Now VERY CAREFULLY ONLY (!!!) breathe on the glass surface. As a result you have a very even thin film of distilled water produced on the glass surface. Without any pressure (!!!) make circular movements with the cotton stick from center outwards on the lens surface. Replace the cotton and repeat a few times. It also helps to grip the bin with the other hand and rotate it during the cleaning movement slightly.
The inspection of the lens surface with an office desk lamp will tell you when the cleaning was to your like. Also the cleaning I do under such a lamp illumination.
Residues of finger prints are first removed with diluted dish washing liquid (1 drop, e.g. PRIL, FAIRY ULTRA (only the clear versions of such liquids) in 50 ml of warm tap water).
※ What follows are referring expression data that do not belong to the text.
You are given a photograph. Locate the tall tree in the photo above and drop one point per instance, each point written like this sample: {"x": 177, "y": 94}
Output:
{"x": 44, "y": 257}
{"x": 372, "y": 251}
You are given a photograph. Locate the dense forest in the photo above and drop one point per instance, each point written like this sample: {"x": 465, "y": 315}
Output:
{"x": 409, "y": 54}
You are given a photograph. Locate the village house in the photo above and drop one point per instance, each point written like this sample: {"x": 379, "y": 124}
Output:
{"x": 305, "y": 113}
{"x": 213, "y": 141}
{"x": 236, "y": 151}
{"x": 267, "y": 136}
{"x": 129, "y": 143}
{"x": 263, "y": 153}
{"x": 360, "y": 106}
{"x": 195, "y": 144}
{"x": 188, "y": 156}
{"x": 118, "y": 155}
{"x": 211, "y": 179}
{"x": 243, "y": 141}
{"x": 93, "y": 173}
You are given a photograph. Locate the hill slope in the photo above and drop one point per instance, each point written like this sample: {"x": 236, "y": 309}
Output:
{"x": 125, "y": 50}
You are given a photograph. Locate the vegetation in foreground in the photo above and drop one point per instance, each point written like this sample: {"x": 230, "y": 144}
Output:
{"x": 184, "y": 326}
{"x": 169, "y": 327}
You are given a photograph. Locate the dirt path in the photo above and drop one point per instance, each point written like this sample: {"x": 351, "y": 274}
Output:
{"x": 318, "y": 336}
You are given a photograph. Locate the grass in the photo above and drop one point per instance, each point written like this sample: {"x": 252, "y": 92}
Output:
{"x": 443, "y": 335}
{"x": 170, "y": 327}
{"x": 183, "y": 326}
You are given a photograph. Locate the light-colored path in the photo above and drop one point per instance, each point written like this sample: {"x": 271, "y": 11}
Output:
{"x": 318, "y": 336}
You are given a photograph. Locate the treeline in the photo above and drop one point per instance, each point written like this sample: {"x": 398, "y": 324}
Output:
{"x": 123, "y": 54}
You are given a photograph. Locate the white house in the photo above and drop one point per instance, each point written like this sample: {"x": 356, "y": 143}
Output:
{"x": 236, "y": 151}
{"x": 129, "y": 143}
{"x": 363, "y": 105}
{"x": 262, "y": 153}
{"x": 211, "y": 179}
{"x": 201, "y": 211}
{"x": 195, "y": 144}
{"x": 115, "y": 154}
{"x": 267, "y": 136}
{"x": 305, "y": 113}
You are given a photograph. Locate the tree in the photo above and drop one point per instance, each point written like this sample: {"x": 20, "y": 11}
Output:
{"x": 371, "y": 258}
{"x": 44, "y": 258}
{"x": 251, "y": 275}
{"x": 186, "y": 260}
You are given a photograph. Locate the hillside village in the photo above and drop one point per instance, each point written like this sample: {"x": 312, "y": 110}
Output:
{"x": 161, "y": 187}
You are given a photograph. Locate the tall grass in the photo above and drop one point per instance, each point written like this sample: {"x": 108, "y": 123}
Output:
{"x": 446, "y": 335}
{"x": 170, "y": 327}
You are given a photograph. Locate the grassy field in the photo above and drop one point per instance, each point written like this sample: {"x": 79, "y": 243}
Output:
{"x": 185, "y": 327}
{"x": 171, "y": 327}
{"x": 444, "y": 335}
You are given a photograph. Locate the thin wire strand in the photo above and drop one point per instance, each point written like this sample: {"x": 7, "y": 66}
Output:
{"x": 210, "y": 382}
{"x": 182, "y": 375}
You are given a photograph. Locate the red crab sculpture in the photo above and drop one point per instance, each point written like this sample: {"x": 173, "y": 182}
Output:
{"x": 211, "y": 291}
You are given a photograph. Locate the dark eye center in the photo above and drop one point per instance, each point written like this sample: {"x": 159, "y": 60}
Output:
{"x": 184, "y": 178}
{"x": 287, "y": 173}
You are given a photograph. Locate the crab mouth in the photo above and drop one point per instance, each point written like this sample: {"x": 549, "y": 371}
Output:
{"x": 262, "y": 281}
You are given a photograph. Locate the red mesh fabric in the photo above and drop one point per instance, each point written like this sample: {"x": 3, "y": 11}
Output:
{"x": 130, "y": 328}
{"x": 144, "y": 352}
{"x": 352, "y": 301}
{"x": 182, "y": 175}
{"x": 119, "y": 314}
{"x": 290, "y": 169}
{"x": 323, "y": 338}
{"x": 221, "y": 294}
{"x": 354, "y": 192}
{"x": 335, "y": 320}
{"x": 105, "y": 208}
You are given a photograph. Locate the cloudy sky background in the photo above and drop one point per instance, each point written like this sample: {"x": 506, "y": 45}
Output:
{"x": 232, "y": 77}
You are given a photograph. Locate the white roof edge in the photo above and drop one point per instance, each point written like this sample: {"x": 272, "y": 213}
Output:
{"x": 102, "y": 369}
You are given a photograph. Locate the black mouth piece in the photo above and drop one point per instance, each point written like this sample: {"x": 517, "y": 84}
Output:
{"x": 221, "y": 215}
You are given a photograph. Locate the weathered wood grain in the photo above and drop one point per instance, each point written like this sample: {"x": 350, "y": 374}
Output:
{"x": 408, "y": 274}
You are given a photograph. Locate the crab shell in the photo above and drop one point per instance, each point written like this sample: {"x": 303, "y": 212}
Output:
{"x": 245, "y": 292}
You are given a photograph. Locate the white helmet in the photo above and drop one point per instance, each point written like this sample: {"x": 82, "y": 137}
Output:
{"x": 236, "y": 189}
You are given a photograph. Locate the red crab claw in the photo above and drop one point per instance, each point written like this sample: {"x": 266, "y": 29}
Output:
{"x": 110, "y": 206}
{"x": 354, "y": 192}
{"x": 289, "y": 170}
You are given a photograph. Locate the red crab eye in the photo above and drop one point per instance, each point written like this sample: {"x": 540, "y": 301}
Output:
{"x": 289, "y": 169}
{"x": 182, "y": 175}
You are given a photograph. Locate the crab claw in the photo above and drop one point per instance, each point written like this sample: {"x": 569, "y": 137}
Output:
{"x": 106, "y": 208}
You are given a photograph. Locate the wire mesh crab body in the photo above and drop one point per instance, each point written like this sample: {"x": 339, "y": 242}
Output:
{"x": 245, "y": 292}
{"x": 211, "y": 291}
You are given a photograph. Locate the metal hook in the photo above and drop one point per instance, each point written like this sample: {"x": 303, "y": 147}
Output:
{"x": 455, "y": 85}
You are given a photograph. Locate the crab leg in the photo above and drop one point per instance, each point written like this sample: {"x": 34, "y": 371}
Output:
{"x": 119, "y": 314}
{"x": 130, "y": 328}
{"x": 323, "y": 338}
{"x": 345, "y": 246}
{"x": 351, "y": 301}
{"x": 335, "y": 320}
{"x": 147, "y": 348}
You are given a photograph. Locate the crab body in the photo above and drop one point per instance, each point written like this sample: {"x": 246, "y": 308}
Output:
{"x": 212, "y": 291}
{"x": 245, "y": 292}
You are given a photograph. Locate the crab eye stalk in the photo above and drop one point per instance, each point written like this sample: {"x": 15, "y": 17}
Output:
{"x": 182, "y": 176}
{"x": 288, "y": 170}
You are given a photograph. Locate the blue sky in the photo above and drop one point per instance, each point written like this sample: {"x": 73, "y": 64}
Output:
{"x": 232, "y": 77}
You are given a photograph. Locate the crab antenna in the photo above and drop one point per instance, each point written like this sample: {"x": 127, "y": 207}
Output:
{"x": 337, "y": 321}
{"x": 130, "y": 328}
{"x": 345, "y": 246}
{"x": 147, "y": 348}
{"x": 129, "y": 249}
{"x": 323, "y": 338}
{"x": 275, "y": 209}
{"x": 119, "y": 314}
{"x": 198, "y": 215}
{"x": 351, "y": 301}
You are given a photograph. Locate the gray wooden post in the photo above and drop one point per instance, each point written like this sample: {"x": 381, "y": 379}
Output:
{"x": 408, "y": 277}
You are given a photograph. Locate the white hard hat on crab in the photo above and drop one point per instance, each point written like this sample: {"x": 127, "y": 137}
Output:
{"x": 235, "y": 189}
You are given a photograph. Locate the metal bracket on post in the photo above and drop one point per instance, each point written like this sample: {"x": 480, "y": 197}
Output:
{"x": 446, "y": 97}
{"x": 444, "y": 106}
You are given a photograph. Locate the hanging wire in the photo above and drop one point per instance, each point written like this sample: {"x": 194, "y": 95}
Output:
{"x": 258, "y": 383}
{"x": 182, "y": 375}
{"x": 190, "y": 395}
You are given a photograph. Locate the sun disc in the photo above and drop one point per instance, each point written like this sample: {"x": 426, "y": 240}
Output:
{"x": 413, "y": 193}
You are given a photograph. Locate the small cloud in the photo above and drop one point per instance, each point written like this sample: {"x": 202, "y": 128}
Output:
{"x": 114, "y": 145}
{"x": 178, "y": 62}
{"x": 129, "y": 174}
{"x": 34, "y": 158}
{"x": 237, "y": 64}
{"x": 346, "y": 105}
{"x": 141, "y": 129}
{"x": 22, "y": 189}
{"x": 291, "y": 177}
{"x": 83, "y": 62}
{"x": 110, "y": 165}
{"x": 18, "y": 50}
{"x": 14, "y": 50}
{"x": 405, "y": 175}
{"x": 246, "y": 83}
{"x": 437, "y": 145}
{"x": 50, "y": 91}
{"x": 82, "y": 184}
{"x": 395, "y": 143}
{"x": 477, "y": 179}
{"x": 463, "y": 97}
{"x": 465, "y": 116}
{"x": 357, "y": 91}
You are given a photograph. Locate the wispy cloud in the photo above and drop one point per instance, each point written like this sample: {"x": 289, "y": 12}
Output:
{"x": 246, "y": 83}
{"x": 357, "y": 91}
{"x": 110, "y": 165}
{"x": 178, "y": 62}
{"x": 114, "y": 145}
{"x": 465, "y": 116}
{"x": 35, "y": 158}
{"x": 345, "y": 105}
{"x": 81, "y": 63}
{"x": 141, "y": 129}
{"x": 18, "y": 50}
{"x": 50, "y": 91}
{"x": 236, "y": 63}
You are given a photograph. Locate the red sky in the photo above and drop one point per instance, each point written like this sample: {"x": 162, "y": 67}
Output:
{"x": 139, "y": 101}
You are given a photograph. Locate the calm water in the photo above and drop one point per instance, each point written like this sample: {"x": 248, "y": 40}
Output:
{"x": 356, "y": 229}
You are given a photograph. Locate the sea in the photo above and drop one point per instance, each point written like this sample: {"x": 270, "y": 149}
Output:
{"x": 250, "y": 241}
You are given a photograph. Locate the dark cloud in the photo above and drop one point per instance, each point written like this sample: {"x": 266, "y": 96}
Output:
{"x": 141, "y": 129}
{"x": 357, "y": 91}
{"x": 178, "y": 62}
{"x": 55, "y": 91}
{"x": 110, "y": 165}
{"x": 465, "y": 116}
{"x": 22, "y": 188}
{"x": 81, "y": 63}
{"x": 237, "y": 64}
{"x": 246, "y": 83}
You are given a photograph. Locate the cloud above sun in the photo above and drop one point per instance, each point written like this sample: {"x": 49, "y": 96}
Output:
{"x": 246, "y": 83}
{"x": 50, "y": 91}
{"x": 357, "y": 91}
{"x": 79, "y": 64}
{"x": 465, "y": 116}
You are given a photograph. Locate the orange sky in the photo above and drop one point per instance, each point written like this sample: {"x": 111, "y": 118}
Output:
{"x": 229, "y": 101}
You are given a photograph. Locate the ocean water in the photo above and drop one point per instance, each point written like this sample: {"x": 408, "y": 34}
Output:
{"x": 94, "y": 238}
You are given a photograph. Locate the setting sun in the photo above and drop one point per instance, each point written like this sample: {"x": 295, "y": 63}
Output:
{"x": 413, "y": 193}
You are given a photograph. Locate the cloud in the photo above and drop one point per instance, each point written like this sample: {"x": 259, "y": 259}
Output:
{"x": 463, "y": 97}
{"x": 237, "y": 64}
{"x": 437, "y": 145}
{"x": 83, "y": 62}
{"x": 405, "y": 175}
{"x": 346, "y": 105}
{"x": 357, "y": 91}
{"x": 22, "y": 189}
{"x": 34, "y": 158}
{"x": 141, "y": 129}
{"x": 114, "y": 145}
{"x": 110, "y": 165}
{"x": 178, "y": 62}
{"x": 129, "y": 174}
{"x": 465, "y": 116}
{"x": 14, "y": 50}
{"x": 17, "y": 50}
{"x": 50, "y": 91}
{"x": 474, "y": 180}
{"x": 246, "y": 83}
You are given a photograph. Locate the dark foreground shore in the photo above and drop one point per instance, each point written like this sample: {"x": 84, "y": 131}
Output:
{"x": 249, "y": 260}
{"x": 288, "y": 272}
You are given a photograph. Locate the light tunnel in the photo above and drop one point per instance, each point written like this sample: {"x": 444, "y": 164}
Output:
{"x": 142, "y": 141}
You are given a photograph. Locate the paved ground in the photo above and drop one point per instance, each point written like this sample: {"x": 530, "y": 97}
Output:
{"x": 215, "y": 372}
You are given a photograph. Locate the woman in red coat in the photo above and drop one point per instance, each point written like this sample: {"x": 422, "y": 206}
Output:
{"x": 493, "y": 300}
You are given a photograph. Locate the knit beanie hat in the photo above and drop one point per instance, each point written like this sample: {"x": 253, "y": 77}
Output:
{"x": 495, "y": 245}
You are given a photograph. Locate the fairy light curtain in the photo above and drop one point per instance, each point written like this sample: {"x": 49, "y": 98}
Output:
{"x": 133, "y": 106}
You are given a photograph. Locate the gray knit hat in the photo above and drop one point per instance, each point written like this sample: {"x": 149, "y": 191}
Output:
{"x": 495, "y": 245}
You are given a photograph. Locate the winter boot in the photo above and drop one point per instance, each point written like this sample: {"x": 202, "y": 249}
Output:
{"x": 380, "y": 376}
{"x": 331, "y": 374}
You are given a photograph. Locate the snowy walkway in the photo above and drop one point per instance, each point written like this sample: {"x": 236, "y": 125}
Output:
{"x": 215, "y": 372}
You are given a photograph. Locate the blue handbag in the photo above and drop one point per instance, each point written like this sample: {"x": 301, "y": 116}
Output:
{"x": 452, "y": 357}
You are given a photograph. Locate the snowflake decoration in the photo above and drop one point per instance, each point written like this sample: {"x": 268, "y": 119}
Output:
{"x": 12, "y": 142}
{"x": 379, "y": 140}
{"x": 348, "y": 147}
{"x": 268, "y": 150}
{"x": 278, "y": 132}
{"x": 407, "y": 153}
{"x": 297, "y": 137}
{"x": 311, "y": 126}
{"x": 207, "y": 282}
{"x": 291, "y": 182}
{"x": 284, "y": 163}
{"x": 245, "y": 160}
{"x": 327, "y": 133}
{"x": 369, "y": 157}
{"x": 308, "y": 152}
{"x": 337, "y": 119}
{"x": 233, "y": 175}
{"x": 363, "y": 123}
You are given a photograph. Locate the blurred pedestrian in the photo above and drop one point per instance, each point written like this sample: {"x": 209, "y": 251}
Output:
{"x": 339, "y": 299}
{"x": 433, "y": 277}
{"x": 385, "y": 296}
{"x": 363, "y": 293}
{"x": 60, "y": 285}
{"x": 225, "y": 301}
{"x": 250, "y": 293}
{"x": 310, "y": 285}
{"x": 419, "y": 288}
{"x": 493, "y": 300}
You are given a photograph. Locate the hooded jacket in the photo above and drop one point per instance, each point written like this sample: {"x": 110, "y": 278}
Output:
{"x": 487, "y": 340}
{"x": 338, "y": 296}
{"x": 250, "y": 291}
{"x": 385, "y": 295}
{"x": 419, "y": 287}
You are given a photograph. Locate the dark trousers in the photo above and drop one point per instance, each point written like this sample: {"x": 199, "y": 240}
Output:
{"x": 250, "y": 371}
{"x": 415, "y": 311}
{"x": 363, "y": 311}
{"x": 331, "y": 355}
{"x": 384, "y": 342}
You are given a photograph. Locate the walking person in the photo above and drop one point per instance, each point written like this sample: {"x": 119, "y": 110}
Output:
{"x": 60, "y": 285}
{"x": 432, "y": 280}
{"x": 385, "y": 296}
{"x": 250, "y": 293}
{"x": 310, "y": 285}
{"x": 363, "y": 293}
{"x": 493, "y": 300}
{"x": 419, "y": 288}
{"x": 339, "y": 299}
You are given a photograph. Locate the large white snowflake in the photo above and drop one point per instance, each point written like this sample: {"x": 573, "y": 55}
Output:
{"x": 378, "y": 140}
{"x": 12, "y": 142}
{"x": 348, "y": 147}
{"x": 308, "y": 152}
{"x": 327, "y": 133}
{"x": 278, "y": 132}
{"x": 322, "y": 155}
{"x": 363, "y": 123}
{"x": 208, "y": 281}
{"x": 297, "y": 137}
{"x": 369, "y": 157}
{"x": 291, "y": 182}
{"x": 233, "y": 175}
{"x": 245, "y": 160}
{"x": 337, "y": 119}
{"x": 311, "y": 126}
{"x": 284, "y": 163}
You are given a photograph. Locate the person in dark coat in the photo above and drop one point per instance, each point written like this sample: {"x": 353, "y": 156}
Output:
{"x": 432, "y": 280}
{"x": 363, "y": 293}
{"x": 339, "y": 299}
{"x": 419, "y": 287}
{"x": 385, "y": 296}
Residues of more greasy contamination have to be removed with organic liquids or sometimes strong organic solvents, but this would be another topic to talk about.
If the image looks good, don´t clean too much!
A strong and direct LED illumination into the optics will always reveal some small internal dust, coating imperfections or tiny air bubbles melted into the often very expensive glass material in bins and spotting scopes, which are unavoidable and do not affect image quality at all (except on optical planes conjugated to the image plane) if small in size and number.
"Optics are made to look through them, not at them", Ernst Abbe already said.